One of the questions your doctor may ask you is if you have a birth plan. Planning your delivery and preparing for the unexpected is not always as easy as it sounds. C-sections are fairly common and account for about 30 percent of all deliveries in the United States. If you are having a scheduled c-section or want to be prepared if your birth plan takes a turn, it is important to educate yourself on what to expect. It is important to know what to expect during and after a c-section. This also helps you make an informed decision on how your recovery at home will look like and what to prepare for..
What can I expect after a c-section?
It is expected to take between 4 to 6 weeks to fully heal from a c-section. However, since no two bodies heal the exact same, it is not uncommon for the recovery process to last longer than 6 weeks. In fact, many women still experience pain in the incision long after birth.
First 24 hours
It is not uncommon to stay in the hospital for the first 2 to 4 days after a c-section. After all, c- sections are considered major abdominal surgery. Many women have trouble walking the first 24 hours after surgery and will wear a device to prevent blood clots called intermittent pneumatic compression (IPC) devices on their legs. IPC is simply a compression cuff. They can either be in the shape of a boot or only cover your legs.
Women in the first 24 hours will also experience all the same things after a delivery regardless of a c-section delivery, such as cramps and vaginal bleeding. Cramping is very common in the incision site. It is also common to have uterine contractions that aid in helping the uterus shrink back to its normal size. These cramps feel similar to menstruation cramps. It also becomes more painful the more births you have experienced. Even though you may have had a c-section, you still will experience vaginal bleeding for up to 6 weeks post-op.
It is also important that in the first 24 hours, you care for your incision properly. Doctors will educate you on what to expect when you go home and what to watch out for as your wound heals.
First 2 weeks
Take your time returning to your daily activities. Remember, not only are you recovering from childbirth, but you are recovering from a c-section as well.
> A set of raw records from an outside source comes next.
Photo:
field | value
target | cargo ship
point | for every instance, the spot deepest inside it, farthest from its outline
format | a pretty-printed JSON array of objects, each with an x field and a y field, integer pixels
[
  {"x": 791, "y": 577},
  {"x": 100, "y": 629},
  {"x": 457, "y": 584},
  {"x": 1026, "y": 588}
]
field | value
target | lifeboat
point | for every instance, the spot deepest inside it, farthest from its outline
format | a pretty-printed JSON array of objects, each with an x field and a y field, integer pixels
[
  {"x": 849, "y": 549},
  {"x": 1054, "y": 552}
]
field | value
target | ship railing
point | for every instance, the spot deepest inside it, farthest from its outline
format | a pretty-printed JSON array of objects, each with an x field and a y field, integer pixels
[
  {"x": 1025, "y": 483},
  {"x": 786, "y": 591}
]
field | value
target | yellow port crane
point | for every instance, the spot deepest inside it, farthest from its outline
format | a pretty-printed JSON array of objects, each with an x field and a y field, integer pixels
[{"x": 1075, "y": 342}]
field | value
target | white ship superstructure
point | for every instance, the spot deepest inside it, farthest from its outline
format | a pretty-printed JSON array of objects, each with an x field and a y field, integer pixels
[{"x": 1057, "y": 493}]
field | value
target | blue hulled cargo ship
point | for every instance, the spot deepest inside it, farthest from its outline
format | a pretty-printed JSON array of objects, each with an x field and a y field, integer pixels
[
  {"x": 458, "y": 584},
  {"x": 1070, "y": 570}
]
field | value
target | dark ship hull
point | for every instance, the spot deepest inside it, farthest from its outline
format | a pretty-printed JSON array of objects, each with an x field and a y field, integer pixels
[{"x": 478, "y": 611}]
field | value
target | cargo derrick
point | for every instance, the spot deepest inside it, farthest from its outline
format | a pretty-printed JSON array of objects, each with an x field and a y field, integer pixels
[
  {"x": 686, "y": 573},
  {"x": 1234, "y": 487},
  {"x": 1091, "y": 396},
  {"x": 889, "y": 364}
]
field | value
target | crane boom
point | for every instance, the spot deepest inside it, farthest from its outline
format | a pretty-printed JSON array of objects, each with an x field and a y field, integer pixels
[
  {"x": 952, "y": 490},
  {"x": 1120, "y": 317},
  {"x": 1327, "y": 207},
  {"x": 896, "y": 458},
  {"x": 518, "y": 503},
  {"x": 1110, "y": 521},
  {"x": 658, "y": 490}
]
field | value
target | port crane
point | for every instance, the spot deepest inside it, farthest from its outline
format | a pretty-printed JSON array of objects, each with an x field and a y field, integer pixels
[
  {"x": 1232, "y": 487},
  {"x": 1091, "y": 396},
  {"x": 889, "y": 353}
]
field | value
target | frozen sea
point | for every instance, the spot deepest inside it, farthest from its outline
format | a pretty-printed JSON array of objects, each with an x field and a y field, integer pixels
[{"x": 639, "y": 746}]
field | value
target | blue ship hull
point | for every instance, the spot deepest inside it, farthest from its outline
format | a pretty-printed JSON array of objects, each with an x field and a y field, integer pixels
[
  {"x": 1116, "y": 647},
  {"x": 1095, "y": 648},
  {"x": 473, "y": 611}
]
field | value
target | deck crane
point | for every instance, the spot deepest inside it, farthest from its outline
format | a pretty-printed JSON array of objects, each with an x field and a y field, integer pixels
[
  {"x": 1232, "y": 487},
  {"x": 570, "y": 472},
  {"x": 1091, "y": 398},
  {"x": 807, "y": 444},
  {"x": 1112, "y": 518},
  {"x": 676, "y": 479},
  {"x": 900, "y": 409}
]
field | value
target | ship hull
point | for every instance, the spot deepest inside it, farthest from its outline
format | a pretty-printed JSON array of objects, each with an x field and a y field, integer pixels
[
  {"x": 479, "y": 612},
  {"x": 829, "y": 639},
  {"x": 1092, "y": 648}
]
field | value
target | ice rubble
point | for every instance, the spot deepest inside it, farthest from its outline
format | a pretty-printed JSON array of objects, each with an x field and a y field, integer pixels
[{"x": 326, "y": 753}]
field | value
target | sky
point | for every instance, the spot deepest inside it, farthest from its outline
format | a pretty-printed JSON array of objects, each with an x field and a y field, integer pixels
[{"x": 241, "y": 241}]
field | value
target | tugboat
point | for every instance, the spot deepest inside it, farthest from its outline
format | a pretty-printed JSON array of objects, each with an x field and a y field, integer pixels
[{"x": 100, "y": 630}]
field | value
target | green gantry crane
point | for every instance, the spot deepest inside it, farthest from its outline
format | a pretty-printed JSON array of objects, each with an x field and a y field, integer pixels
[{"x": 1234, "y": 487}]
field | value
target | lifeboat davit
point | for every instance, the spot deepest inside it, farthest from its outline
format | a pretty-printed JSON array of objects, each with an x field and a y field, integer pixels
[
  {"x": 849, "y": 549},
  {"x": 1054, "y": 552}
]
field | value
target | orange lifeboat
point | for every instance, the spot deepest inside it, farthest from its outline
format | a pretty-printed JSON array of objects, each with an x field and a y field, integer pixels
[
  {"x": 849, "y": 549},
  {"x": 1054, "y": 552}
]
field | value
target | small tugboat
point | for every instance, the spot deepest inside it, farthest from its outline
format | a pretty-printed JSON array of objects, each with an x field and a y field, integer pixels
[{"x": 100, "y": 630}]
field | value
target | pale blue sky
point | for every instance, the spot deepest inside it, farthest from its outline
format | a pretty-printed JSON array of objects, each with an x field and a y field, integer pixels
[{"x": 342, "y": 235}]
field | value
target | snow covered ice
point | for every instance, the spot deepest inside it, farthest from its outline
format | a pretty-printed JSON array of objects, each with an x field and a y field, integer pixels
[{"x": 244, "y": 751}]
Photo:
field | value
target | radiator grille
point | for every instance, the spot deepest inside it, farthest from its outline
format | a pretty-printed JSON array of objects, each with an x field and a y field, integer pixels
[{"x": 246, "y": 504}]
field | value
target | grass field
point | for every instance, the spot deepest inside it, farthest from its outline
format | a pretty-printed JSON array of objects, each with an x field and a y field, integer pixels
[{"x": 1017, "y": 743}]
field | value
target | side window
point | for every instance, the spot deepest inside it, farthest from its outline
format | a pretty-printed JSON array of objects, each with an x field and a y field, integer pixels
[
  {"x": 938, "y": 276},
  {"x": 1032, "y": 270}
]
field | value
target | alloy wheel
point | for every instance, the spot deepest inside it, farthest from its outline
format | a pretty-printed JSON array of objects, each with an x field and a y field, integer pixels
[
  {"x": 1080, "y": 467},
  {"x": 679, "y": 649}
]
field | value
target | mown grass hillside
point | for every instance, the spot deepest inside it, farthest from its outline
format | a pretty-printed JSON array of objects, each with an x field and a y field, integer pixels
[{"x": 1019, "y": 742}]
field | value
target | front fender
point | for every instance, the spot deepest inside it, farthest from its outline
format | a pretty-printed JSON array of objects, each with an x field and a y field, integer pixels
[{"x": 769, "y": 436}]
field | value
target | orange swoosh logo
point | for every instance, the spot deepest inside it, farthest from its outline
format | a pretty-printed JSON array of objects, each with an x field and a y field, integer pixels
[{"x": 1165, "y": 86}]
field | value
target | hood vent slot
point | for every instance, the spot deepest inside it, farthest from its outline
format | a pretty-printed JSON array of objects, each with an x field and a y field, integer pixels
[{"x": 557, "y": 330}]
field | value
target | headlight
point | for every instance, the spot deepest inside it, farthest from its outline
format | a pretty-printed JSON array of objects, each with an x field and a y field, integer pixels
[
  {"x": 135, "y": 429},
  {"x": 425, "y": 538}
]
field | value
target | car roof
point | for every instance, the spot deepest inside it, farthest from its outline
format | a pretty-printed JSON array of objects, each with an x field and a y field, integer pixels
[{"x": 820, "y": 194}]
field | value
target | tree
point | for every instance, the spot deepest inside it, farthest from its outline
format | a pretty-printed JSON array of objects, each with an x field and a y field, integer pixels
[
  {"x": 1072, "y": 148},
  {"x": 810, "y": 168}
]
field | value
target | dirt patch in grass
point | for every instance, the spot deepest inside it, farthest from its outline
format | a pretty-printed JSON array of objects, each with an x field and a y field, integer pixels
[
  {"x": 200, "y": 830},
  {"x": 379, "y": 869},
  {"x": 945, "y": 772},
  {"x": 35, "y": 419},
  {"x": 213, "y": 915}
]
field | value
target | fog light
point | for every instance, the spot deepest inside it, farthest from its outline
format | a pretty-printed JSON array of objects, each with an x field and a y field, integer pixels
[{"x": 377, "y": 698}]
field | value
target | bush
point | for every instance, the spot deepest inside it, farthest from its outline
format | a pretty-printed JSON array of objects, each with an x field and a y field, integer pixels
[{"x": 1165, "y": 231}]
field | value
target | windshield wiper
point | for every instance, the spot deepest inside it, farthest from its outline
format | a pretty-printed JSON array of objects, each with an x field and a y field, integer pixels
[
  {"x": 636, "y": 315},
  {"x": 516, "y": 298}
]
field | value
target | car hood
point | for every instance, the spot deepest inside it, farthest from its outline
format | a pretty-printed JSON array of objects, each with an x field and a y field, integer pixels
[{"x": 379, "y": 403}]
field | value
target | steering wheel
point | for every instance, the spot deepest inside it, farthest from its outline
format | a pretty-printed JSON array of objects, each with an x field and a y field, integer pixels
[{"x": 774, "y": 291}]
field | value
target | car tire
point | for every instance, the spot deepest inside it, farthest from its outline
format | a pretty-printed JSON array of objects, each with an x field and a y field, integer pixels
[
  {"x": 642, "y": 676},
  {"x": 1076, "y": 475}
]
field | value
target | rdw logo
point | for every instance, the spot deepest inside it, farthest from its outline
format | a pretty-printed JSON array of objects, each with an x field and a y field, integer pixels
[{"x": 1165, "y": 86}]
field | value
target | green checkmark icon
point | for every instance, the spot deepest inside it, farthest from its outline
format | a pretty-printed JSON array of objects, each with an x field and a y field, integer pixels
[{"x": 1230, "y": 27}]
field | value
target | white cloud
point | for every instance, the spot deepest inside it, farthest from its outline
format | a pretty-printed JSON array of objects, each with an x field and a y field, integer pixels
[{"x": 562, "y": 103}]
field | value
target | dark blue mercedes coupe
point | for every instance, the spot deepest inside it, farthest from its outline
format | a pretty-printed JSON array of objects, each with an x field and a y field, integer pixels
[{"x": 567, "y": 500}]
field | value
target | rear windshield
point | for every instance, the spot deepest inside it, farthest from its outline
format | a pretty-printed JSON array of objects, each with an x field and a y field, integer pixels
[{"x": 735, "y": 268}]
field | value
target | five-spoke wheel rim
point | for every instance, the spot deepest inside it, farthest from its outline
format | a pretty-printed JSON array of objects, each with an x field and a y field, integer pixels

For the first two weeks, plan on getting a lot of help from family and friends. It is important to rest as much as possible and not to lift anything over 10lbs. It is common for your incision to be sore. Doing everyday activities like getting in and out of bed or even coughing will be painful. Most doctors will prescribe pain medications, however, if you are breastfeeding it is important to let your doctor know. Certain pain medications may affect your milk supply, or could harm the baby. After a few weeks. you can start to do short walks. Listen to your body and rest when you need to. It is important to not overdo it, this can increase swelling.
Long term recovery
After your 6 weeks check-up, you are free to ease your way back into working out. Remember, your body went through a lot of changes, so you may not be able to lift as many weights or do as intense of a workout as prior. No two people are alike, so it may take you more time than someone else to get back to your workout routine.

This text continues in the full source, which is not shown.